An AlohaDreams.com recipe.

Course: Dessert
Servings: 24 bars
Author: Betsy Edwards
For the shortbread base
  • 3 cups all-purpose bleached flour (12.75 ounces or 360 grams) , spoon into measuring cup to measure
  • 3/4 cup granulated sugar
  • 1 1/2 cup unsalted butter (2 1/2 sticks, melted)
  • 1 teaspoon vanilla
  • 1/2 teaspoon salt
For the filling
  • 16 ounces cream cheese room temperature
  • 2 large eggs
  • 2 cups powdered sugar
  • 1/2 cup granulated sugar
  • 2 cups crushed pineapple un-drained (one 20 ounce can)
  • 1 teaspoon pure vanilla extract
  • 1 1/2 cup white chocolate chips divided
  • 1 cup chopped macadamia nuts divided
For the garnish
  • 1 cup sweetened flake coconut , toasted
Special Equipment
  • 1 (13 inch x 18 inch) half sheet baking sheet
For the garnish
  1. Move oven shelf to top position and turn on broiler.  Spread 1 cup sweetened flake coconut and 1/2 cup rough chopped macadamia nuts on a cookie sheet.  Heat under the broiler (DO NOT LEAVE THE BROILER) until coconut and nuts are a golden brown.   (IF YOU LEAVE IT CAN EASILY BURN)  Remove from oven and set aside.

For the shortbread base
  1. Preheat oven to 300 degrees.  Line the bottom and sides of baking pan with aluminum foil or parchment paper, leaving enough overhang on all sides. Set aside.

    In a medium bowl stir the melted butter, granulated sugar, vanilla, and salt. Add the flour and stir until everything is combined. Press the mixture evenly into the prepared baking pan. 

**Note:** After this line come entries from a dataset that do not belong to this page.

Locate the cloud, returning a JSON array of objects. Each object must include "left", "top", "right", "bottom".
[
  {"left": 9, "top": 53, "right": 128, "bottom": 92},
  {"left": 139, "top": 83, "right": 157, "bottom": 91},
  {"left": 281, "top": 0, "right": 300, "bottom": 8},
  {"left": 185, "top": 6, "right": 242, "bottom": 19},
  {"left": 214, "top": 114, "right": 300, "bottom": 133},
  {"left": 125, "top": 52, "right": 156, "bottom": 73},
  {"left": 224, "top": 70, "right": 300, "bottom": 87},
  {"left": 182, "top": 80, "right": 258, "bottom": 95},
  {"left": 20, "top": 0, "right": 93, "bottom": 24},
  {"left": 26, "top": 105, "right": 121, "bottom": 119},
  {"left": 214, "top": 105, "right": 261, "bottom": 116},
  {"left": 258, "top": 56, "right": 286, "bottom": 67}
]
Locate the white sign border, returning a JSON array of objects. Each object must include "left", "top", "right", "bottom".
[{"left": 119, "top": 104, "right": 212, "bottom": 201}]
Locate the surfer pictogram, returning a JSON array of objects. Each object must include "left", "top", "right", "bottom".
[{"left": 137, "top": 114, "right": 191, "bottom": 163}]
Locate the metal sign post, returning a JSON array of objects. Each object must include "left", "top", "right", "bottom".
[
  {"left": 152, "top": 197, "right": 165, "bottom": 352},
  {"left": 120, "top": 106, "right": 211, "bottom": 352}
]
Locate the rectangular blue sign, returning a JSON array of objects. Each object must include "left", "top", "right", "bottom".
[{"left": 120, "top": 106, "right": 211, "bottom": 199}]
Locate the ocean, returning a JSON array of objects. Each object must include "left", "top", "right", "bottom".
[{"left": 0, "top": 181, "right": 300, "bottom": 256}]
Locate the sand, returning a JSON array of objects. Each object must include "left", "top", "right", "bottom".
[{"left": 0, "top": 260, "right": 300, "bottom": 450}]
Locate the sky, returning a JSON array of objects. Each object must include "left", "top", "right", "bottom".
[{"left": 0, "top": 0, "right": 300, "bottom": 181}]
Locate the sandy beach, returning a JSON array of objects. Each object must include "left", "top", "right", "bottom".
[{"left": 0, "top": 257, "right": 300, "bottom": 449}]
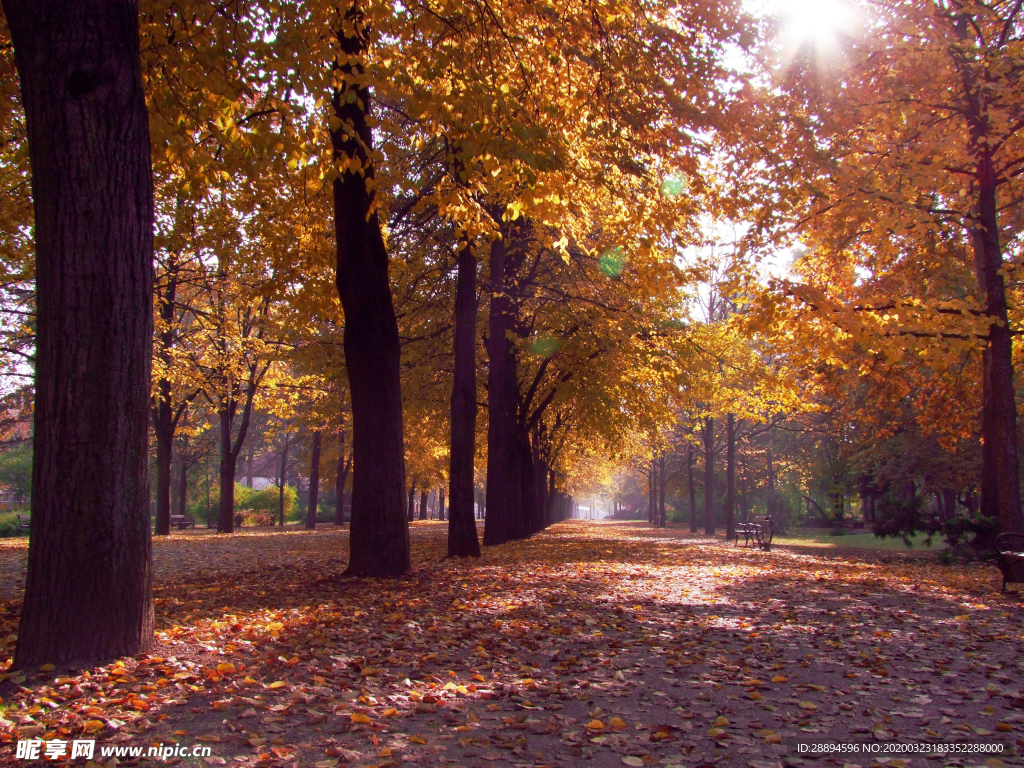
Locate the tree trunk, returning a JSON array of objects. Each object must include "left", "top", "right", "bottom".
[
  {"left": 306, "top": 429, "right": 324, "bottom": 530},
  {"left": 647, "top": 459, "right": 657, "bottom": 525},
  {"left": 331, "top": 3, "right": 412, "bottom": 577},
  {"left": 725, "top": 414, "right": 736, "bottom": 541},
  {"left": 483, "top": 234, "right": 522, "bottom": 545},
  {"left": 246, "top": 442, "right": 253, "bottom": 487},
  {"left": 686, "top": 443, "right": 697, "bottom": 534},
  {"left": 703, "top": 417, "right": 715, "bottom": 536},
  {"left": 981, "top": 347, "right": 1001, "bottom": 527},
  {"left": 278, "top": 437, "right": 289, "bottom": 527},
  {"left": 334, "top": 428, "right": 352, "bottom": 525},
  {"left": 974, "top": 164, "right": 1024, "bottom": 532},
  {"left": 657, "top": 453, "right": 669, "bottom": 528},
  {"left": 3, "top": 0, "right": 154, "bottom": 670},
  {"left": 217, "top": 407, "right": 236, "bottom": 534},
  {"left": 509, "top": 434, "right": 537, "bottom": 540},
  {"left": 153, "top": 393, "right": 174, "bottom": 536},
  {"left": 529, "top": 428, "right": 548, "bottom": 536},
  {"left": 447, "top": 240, "right": 480, "bottom": 557},
  {"left": 178, "top": 457, "right": 188, "bottom": 515}
]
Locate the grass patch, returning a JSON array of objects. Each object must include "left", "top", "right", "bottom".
[
  {"left": 0, "top": 509, "right": 29, "bottom": 538},
  {"left": 772, "top": 528, "right": 946, "bottom": 552}
]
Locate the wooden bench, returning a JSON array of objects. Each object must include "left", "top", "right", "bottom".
[
  {"left": 171, "top": 515, "right": 196, "bottom": 530},
  {"left": 833, "top": 518, "right": 864, "bottom": 530},
  {"left": 735, "top": 515, "right": 775, "bottom": 552},
  {"left": 995, "top": 534, "right": 1024, "bottom": 592}
]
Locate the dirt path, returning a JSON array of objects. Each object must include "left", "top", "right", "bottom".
[{"left": 0, "top": 523, "right": 1024, "bottom": 768}]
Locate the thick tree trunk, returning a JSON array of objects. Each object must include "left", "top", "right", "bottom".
[
  {"left": 331, "top": 10, "right": 411, "bottom": 577},
  {"left": 483, "top": 234, "right": 522, "bottom": 545},
  {"left": 974, "top": 162, "right": 1024, "bottom": 532},
  {"left": 686, "top": 444, "right": 697, "bottom": 534},
  {"left": 447, "top": 240, "right": 480, "bottom": 557},
  {"left": 3, "top": 0, "right": 153, "bottom": 669},
  {"left": 703, "top": 418, "right": 715, "bottom": 536},
  {"left": 306, "top": 429, "right": 324, "bottom": 530},
  {"left": 725, "top": 414, "right": 736, "bottom": 541}
]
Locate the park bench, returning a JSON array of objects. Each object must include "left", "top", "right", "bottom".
[
  {"left": 735, "top": 515, "right": 775, "bottom": 552},
  {"left": 171, "top": 515, "right": 196, "bottom": 530},
  {"left": 833, "top": 518, "right": 864, "bottom": 530},
  {"left": 995, "top": 534, "right": 1024, "bottom": 591}
]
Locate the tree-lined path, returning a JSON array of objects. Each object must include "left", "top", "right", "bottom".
[{"left": 0, "top": 522, "right": 1024, "bottom": 768}]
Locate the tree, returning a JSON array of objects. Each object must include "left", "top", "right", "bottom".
[
  {"left": 744, "top": 0, "right": 1024, "bottom": 530},
  {"left": 331, "top": 3, "right": 412, "bottom": 577},
  {"left": 3, "top": 0, "right": 154, "bottom": 669}
]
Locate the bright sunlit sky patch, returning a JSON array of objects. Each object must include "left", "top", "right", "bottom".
[{"left": 746, "top": 0, "right": 861, "bottom": 59}]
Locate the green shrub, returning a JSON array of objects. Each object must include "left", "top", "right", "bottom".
[
  {"left": 188, "top": 483, "right": 298, "bottom": 525},
  {"left": 0, "top": 510, "right": 29, "bottom": 538},
  {"left": 764, "top": 488, "right": 794, "bottom": 534},
  {"left": 0, "top": 441, "right": 32, "bottom": 501}
]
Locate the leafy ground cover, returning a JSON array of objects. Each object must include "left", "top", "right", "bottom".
[
  {"left": 0, "top": 522, "right": 1024, "bottom": 768},
  {"left": 775, "top": 528, "right": 948, "bottom": 552}
]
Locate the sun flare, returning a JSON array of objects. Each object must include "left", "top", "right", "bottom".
[{"left": 778, "top": 0, "right": 856, "bottom": 53}]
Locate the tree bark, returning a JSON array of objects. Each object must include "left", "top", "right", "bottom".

    Bake at 300 degrees about 15 minutes or until edges are lightly browned. While the crust is baking, prepare the coconut topping and cream cheese filling.

For the filling
  1. In a large bowl, with a mixer or by hand, mix eggs and 2 cups powdered sugar until completely combined.  Add cream cheese, sugar, crushed pineapple and vanilla extract, and mix thoroughly.  Gently fold-in 1 cup white chocolate chips and 1/2 cup chopped macadamia nuts, reserving 1/2 cup of  white chocolate chips and 1 cup chopped macadamia nuts.  

    Spread filling evenly over the shortbread base.  Increase oven temperature to 350 and bake on ON A CENTER SHELF for additional 25 minutes or until batter is set. Remove from oven, immediately sprinkle 1/2 cup reserved chopped, toasted macadamia nuts and 1 cup toasted coconut.

MAKE AHEAD NOTE: Let cool, cover lightly and refrigerated at least 12 and up to 24 hours.
  1. When ready to serve cut into bars, 4 rows by 6 rows for a total of 24 bars.